In this post we quote from the report by Dr. W. I. Stanton, a former Trustee of the Somerset Wildlife Trust, who has kindly forwarded it for our attention.
"The 'Wind in the Willows' image of the worthy badger, allied with natural revulsion against the cruel sports of badger digging and baiting have resulted in badgers enjoying a degree of legal protection seldom achieved by a single species. The question must be asked: has it a sound scientific basis?"
After observing that in the 1980's badger damage to gardens, property and other wildlife was rare, in the mid 1990's Dr. Stanton undertook a comprehensive and detailed study of badger setts in an area of 4 square km near his village, Westbury-sub-Mendip. He used methodology employed in the 1997 'Harris' survey of badger population.

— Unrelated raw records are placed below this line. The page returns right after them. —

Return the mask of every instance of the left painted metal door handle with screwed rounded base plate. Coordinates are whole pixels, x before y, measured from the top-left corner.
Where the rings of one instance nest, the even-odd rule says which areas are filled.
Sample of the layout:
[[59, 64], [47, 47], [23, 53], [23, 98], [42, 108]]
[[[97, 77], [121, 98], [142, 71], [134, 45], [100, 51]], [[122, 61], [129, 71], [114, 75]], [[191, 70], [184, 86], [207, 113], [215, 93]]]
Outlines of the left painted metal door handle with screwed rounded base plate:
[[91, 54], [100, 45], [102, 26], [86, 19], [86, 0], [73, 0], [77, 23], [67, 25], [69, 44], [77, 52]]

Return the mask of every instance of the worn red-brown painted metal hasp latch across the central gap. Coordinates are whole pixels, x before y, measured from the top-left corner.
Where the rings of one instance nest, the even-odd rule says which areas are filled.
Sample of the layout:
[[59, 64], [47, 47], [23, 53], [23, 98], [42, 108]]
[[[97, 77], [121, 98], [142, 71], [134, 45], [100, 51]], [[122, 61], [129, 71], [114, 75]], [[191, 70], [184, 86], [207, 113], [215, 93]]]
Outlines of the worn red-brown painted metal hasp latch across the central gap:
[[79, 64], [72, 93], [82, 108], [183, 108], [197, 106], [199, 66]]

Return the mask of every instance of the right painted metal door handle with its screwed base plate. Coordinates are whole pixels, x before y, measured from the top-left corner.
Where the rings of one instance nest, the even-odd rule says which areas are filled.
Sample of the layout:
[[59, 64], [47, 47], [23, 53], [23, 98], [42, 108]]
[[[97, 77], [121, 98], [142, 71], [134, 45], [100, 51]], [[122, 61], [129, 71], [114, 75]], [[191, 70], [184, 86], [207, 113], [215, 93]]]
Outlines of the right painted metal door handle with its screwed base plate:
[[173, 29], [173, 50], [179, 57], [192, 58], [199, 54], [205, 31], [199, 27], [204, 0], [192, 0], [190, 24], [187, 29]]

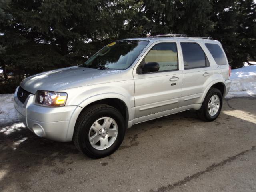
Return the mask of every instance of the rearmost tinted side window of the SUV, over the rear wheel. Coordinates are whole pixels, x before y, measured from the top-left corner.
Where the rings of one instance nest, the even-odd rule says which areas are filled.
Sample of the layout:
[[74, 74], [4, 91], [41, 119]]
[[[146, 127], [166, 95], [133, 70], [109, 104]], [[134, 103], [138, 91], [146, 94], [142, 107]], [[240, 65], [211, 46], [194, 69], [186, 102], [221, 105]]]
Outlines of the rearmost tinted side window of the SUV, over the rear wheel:
[[208, 48], [212, 57], [218, 65], [226, 65], [228, 61], [226, 60], [225, 54], [217, 44], [206, 43], [205, 46]]

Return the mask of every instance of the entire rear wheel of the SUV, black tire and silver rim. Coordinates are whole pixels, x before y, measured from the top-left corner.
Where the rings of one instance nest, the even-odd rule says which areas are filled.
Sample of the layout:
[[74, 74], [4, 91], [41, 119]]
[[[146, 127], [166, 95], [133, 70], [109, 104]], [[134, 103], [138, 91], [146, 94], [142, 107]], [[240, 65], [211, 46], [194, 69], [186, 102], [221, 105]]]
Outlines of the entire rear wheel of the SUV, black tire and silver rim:
[[197, 111], [198, 117], [203, 121], [214, 121], [222, 108], [222, 93], [217, 88], [210, 88], [204, 98], [201, 108]]

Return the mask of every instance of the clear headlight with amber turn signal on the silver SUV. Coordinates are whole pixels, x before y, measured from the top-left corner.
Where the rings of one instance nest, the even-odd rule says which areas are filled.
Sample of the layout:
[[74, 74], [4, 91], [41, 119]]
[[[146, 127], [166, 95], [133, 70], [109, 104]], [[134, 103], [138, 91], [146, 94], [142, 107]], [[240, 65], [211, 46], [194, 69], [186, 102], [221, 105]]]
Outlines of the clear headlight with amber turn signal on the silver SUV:
[[36, 92], [35, 102], [44, 106], [64, 106], [68, 94], [65, 92], [53, 92], [53, 91], [44, 91], [38, 90]]

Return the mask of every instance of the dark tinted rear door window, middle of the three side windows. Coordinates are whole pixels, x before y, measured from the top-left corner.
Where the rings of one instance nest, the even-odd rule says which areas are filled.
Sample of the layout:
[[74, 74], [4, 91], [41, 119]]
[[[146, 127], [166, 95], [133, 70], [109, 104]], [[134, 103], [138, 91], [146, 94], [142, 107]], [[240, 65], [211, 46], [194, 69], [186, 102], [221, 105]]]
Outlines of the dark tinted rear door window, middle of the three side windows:
[[180, 43], [182, 48], [184, 69], [206, 66], [206, 56], [197, 43]]

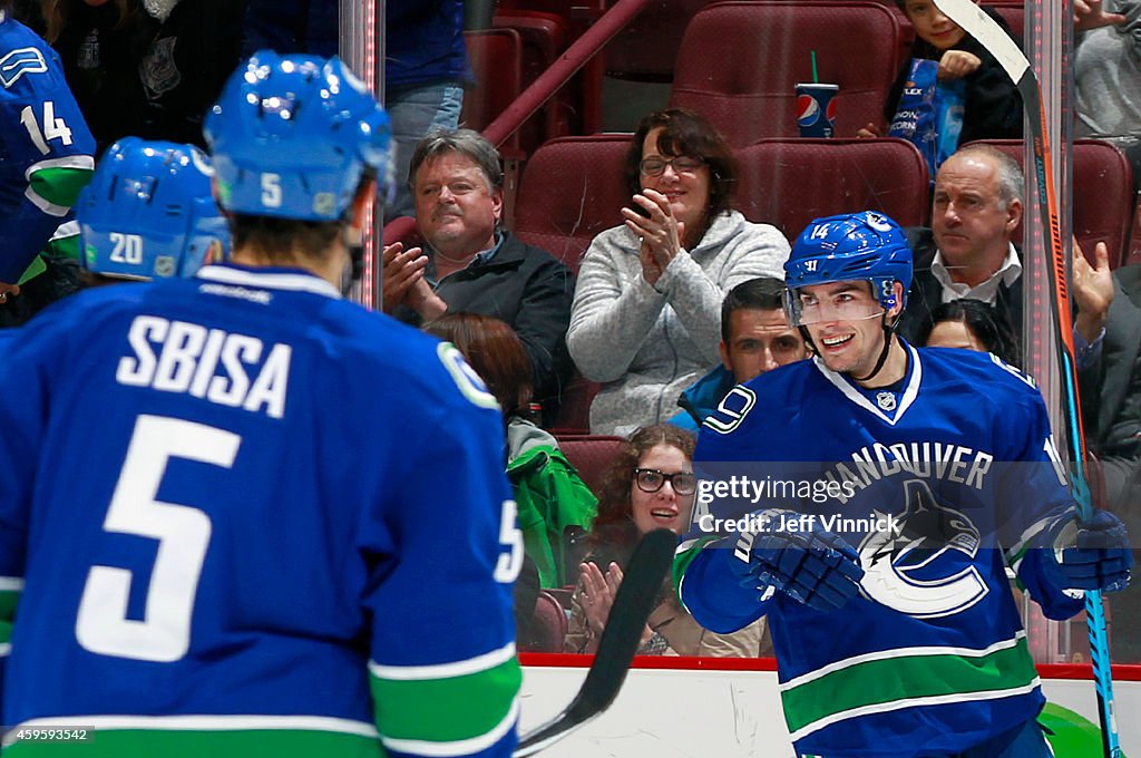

In this 4 sq km area, Dr. Stanton mapped "21 main setts, some large and complex with as many as 20 entrances: 9 annex setts with fewer but well used entrances: 13 subsiduary setts, frequently but less intensively used and 59 outlying setts, with a few entrances in part time use".
To put this into context, Dr. Stanton quotes the late Ernest Neal who mapped badger setts throughout the British Isles in the 1940's and later, reporting in 1969 "The greatest density ( of badgers) is a broad belt from Cornwall through Devon, Somerset (including the Mendips), Gloucestershire, and the Midlands to the Dee estuary. Badgers were 'very numerous', 'very common', or 'abundant' within this belt, where (this is the interesting bit) just under one sett per square mile was typical".
"The first national survey of badger setts in 1988 assumes that each social group consisted of 6 badgers, using various of these setts. On this basis Neal (1989) reported that in 33 sq km of "excellent badger country" there were about 324 adult badgers (10 per sq km) . However the Harris report in 1997, found evidence that the size of the social groups had increased, perhaps to as many as 8 or 9 adult badgers".
Dr.Stanton applied this basic criteria to his survey of setts and found that on the 1988 terms it equated to 126 adult badgers in the 4 sq km, and in the revised Harris method of 1988, as many as 168 - 189.
This density of 37 adult badgers per sq. km, Dr. stanton compares with earlier descriptions ;
"1 per sq km. in areas of GB where badgers were 'abundant' in the 1940's" (Neal 1969)
"3 per sq.km for Somerset as a whole in the 1980's" (Neal 1989)
"10 per sq km. in "excellent badger country" of Milverton. (Neal 1989)
Having noted this huge rise in badgers around the area, Dr. Stanton and his neighbours also noted the disappearance of hedgehogs and slow worms, but other species recorded as having been taken by badgers included bantams, (chicks / eggs) lambs and grass snakes.
Dr. Stanton concludes: "Normally animals are 'protected' when they are rare or endangered. In Britain the badger is neither. Given that man was always the main and since the 1740's the only, predator of badgers in Britain - it is not in the least surprising that when human predation was legally terminated in the 1980's the badger population hugely expanded"
"There can be no doubt that sentimentalism and not sense is the attitude that now, sheltering behind Acts of Parliament that were passed for a different purpose, prevents the rational control of badgers".
"Badgers need to be controlled, like rabbits, rats, foxes,grey squirrels, deer and other animals that easily multiply to the point where they prejudice the well-being or humans or other wildlife - including themselves. Logically control should be a humane cull. Badger numbers should be reduced until they make up a small and respected component of local wildlife, as they did before the 1970's, causing negligible harm to farmers, gardners and the general public and allowing repopulation by those elements of wildlife that the badger has exterminated, in particular hedghogs, slow worms, grass snakes and toads."
"Ideally" Dr. Stanton says "the pre 1973 population of an area should be re-established. One badger social group per 1 sq. km and no setts at all within say, 750 m of human dwellings, or areas of particular importance to endangered prey species such as ground nesting birds"
That sounds pretty sensible - to anyone who values a balanced ecology, and doesn't derive a good living from single species protection.